We keep a tight list of simple phones on the shelf at any one time. The Nokia 235 4G is one of them. Here are the others, and the short reason a UK family might pick each one instead.

  • Nokia 3210 (2024), from £79

    Our first recommendation for almost every family. It looks like the phone your child's friends will think is cool, which matters more than parents often admit.

  • Nokia 8210 4G, from £35

    The cheaper sibling to the 3210. The same idea, a phone a child is happy to be seen with, on a bigger screen and at a lower price. The trade is a plainer build and a weaker camera.

  • Nokia 2660 Flip, from £55

    The one for a younger child, or anyone who likes the satisfaction of closing a phone to end a call. The flip protects the screen at the bottom of a school bag, and there is nothing on it to fall down.

  • Nokia 225 4G, from £45

    The middle of the cheap-Nokia pack.
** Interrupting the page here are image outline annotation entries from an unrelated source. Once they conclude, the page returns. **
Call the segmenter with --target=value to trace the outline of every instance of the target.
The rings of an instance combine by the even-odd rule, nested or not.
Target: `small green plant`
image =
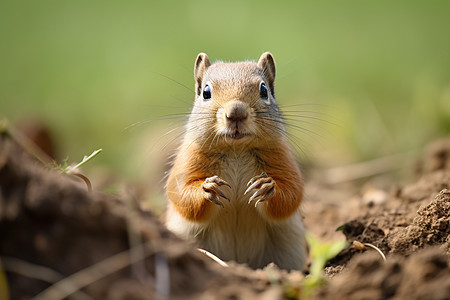
[[[310,233],[306,234],[306,241],[310,248],[312,262],[309,275],[301,284],[302,299],[307,299],[314,290],[326,283],[322,271],[325,268],[327,261],[334,258],[339,252],[348,247],[348,243],[343,240],[332,243],[320,242]]]
[[[73,176],[77,176],[78,178],[81,178],[86,183],[88,190],[92,191],[91,181],[89,180],[89,178],[87,178],[80,172],[80,167],[82,165],[84,165],[85,163],[87,163],[88,161],[90,161],[91,159],[93,159],[95,156],[97,156],[97,154],[99,154],[102,151],[103,151],[103,149],[98,149],[98,150],[95,150],[94,152],[92,152],[91,155],[89,155],[89,156],[85,155],[83,157],[83,159],[81,160],[81,162],[79,162],[78,164],[70,164],[69,165],[68,160],[65,159],[63,164],[57,165],[56,168],[59,169],[61,171],[61,173],[63,173],[63,174],[73,175]]]

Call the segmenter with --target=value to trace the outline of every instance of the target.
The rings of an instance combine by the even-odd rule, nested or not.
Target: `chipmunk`
[[[303,180],[275,101],[275,61],[194,65],[195,102],[169,173],[167,227],[223,260],[302,269]]]

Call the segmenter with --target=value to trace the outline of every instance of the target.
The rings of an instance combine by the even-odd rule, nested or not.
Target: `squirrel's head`
[[[201,134],[197,138],[204,144],[267,143],[284,132],[275,101],[275,61],[271,53],[263,53],[257,63],[214,64],[200,53],[194,78],[195,103],[189,130]]]

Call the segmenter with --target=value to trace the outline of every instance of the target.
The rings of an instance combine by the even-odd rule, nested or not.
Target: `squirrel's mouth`
[[[234,130],[234,131],[227,132],[226,136],[229,138],[232,138],[233,140],[240,140],[242,138],[249,136],[249,134],[247,132]]]

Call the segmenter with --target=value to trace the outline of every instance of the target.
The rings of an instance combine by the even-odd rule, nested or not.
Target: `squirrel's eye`
[[[259,95],[261,97],[261,99],[263,100],[268,100],[269,99],[269,94],[267,92],[267,87],[266,84],[264,82],[261,82],[261,84],[259,85]],[[264,101],[267,102],[267,101]]]
[[[211,87],[209,85],[205,85],[203,89],[203,100],[211,99]]]

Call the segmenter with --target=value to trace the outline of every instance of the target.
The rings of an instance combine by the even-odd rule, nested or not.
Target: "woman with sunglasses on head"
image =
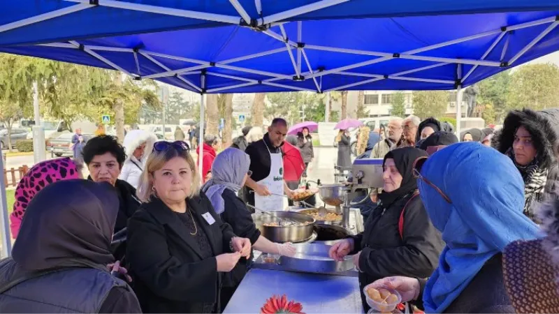
[[[250,255],[250,240],[237,237],[200,192],[184,142],[155,143],[138,197],[126,260],[143,313],[221,313],[222,274]]]
[[[262,237],[252,220],[251,211],[236,192],[242,186],[247,179],[252,174],[249,170],[250,158],[244,151],[228,148],[219,153],[212,166],[212,177],[202,187],[213,205],[215,212],[222,220],[233,227],[235,234],[250,240],[256,250],[280,255],[293,256],[295,248],[291,244],[273,243]],[[224,309],[241,280],[247,273],[252,260],[241,259],[231,273],[224,276],[222,289],[222,309]]]
[[[415,160],[426,156],[424,151],[409,147],[386,154],[380,204],[367,218],[365,231],[330,250],[336,260],[354,255],[361,291],[369,283],[395,274],[428,277],[437,267],[444,244],[417,196],[412,172]],[[361,299],[367,313],[370,308],[363,294]]]
[[[397,290],[402,301],[414,301],[429,314],[514,314],[502,252],[515,241],[539,237],[537,226],[523,214],[518,170],[479,143],[451,145],[423,161],[415,171],[420,195],[446,243],[439,267],[428,281],[391,277],[372,285]]]
[[[136,188],[126,181],[118,179],[126,160],[124,149],[118,143],[116,137],[110,135],[97,136],[87,141],[85,144],[83,160],[89,171],[88,179],[94,182],[107,182],[116,188],[119,206],[115,233],[120,232],[119,235],[122,234],[126,232],[124,229],[128,219],[140,207],[140,201],[136,197]],[[124,236],[126,236],[125,233]],[[125,242],[123,241],[115,248],[112,253],[117,260],[121,260],[125,252]]]
[[[524,214],[537,221],[542,201],[557,197],[559,169],[554,149],[559,140],[559,109],[513,110],[491,146],[514,163],[524,181]]]

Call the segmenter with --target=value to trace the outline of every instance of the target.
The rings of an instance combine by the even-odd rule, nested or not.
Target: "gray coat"
[[[351,167],[351,139],[345,134],[342,135],[342,140],[337,142],[337,163],[339,167]]]
[[[312,147],[312,137],[307,136],[307,142],[304,142],[302,138],[297,140],[297,147],[301,152],[303,161],[309,163],[314,158],[314,148]]]

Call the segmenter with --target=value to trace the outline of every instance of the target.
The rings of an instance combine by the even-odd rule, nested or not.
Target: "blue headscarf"
[[[242,187],[242,180],[249,171],[250,157],[240,149],[229,147],[215,157],[212,164],[212,179],[202,187],[215,212],[225,210],[222,194],[226,188],[235,193]]]
[[[486,262],[511,242],[538,238],[539,228],[523,214],[518,170],[495,149],[477,142],[449,146],[426,161],[421,175],[452,202],[417,180],[425,209],[447,244],[423,294],[426,313],[439,314]]]

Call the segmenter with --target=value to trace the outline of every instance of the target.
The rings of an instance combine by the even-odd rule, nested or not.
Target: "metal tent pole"
[[[11,255],[12,241],[10,234],[10,225],[8,217],[8,205],[6,202],[6,183],[3,176],[3,158],[0,152],[0,228],[2,229],[2,251],[0,252],[0,258],[8,257]]]

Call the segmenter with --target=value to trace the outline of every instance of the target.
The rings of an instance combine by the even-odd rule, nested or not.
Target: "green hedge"
[[[20,153],[33,151],[33,140],[21,140],[15,142],[15,148]]]

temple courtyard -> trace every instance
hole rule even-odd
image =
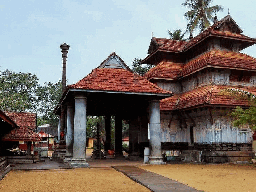
[[[125,158],[88,159],[88,162],[91,168],[79,169],[70,169],[63,164],[47,160],[30,165],[17,165],[0,181],[0,191],[151,191],[129,177],[154,191],[241,192],[255,190],[253,178],[256,165],[254,164],[198,164],[176,162],[151,165],[143,164],[143,160],[129,161]],[[50,169],[51,166],[55,169]],[[37,170],[31,170],[33,169]],[[40,169],[42,170],[38,170]],[[133,170],[137,172],[131,174]],[[178,184],[178,188],[175,188],[180,190],[173,188],[174,186],[171,184],[167,187],[170,190],[161,190],[162,188],[166,188],[163,178],[172,181],[174,185]],[[198,191],[186,189],[188,186]]]

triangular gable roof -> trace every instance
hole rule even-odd
[[[4,113],[20,128],[35,129],[36,128],[36,114],[27,112]]]
[[[15,122],[12,120],[3,111],[0,110],[0,120],[1,120],[1,119],[9,124],[13,128],[18,127],[18,125]]]
[[[132,71],[124,61],[115,52],[111,53],[97,68],[123,69]]]
[[[19,127],[12,130],[1,139],[3,141],[38,141],[42,138],[28,128]]]
[[[139,75],[121,69],[95,69],[86,77],[68,88],[108,92],[164,95],[170,93]]]

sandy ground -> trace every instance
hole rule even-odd
[[[204,191],[256,191],[254,164],[182,164],[140,167]]]
[[[1,192],[115,192],[150,190],[113,168],[11,171],[0,181]]]

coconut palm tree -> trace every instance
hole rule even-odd
[[[256,104],[256,95],[241,89],[235,88],[225,89],[220,91],[220,93],[237,98],[246,99],[248,101],[250,105],[255,106]]]
[[[243,90],[235,88],[224,89],[220,93],[236,98],[243,98],[248,101],[249,105],[251,106],[249,108],[244,110],[240,107],[238,106],[230,113],[230,115],[235,118],[232,124],[236,127],[246,125],[252,130],[256,131],[256,95]]]
[[[223,9],[221,5],[209,7],[212,1],[212,0],[187,0],[182,4],[182,6],[191,9],[184,15],[184,17],[189,22],[186,32],[192,32],[199,28],[201,32],[211,26],[210,21],[213,21],[214,20],[212,14],[215,12]]]
[[[173,32],[172,33],[171,31],[168,31],[168,34],[171,39],[175,39],[179,41],[187,41],[188,39],[184,39],[184,36],[186,32],[181,34],[182,31],[181,29],[175,29]]]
A little more phone than the 105 or the 110, a little less than the 3210. The 2024 version adds USB-C charging, which the older basics lack.

  • Nokia 110 4G, from £25

    The cheapest phone we list that still has a camera. A pound or two more than the 105 4G, and you get a basic camera, Bluetooth and an MP3 player. The floor of the market, with a little extra.

  • Nokia 105 4G, from £24

    The rock-bottom option, and a genuine one. If the brief is a phone that makes calls and sends texts and does nothing else at all, this is it, for the price of a couple of school lunches.

  • HMD Barbie Phone, from £99

    Half novelty, half genuine simple phone. It says 'Hi Barbie' when it boots and the buttons glow in the dark, but underneath it is a proper 4G flip with no app store, no browser and no social media. For a child who would carry a fun phone but not a plain one.

  • Pinwheel Plus, from £279

    For families who need a smartphone-shaped device but want a hard boundary on what runs on it. The portal lets you whitelist apps from a curated list. There's a monthly subscription for the Caregiver Portal.

  • Punkt MP02, from £259

    The keypad alternative to the Light Phone III. A beautifully made minimalist phone for an adult or older teenager stepping back from a smartphone, with Signal-based messaging and 4G tethering, but no app store and no camera.

  • Light Phone III, from £399

    Quiet, minimal, slow on purpose. The Light Phone III ships from the US, which means import VAT and a longer wait. For the family who is sure this is right and is willing to pay for it.

  • Refurbished iPhone SE (3rd gen), from £169

    The fallback for parents who have decided a smartphone is the answer (often because of a specific school or medical reason) and want the cheapest, longest-supported route in.

The full ranked list, with the trade-offs spelled out alongside each phone, lives at /best-simple-phones. If you'd rather a ninety-second picker that points at one phone for your specific family, that's at /which-phone. If you'd like the catalogue at-a-glance, the Phone-dex is at /phone-dex.

Questions UK parents ask about the Nokia 235 4G

Does the Nokia 235 4G have WhatsApp or internet?

No to WhatsApp, no to a usable browser, no to any app store. The 235 is a feature phone, not Android or iOS. Calls, texts, a basic camera, FM radio, that is it. If your only objection to a first phone is the apps, the 235 has no answer for that objection.

Is the Nokia 235 good for an 8 year old?

Yes. The 235 at around £40 is our pick for first-phone children aged 8 to 10, and for any family on the tightest budget. Losing it on a school trip is the cost of two pizzas, not a financial event. Three weeks of standby battery is genuinely correct.

Does the Nokia 235 have a camera?

Yes, a basic VGA camera. Fine for occasional proof-of-life photos home. The lens is not the reason to buy this phone.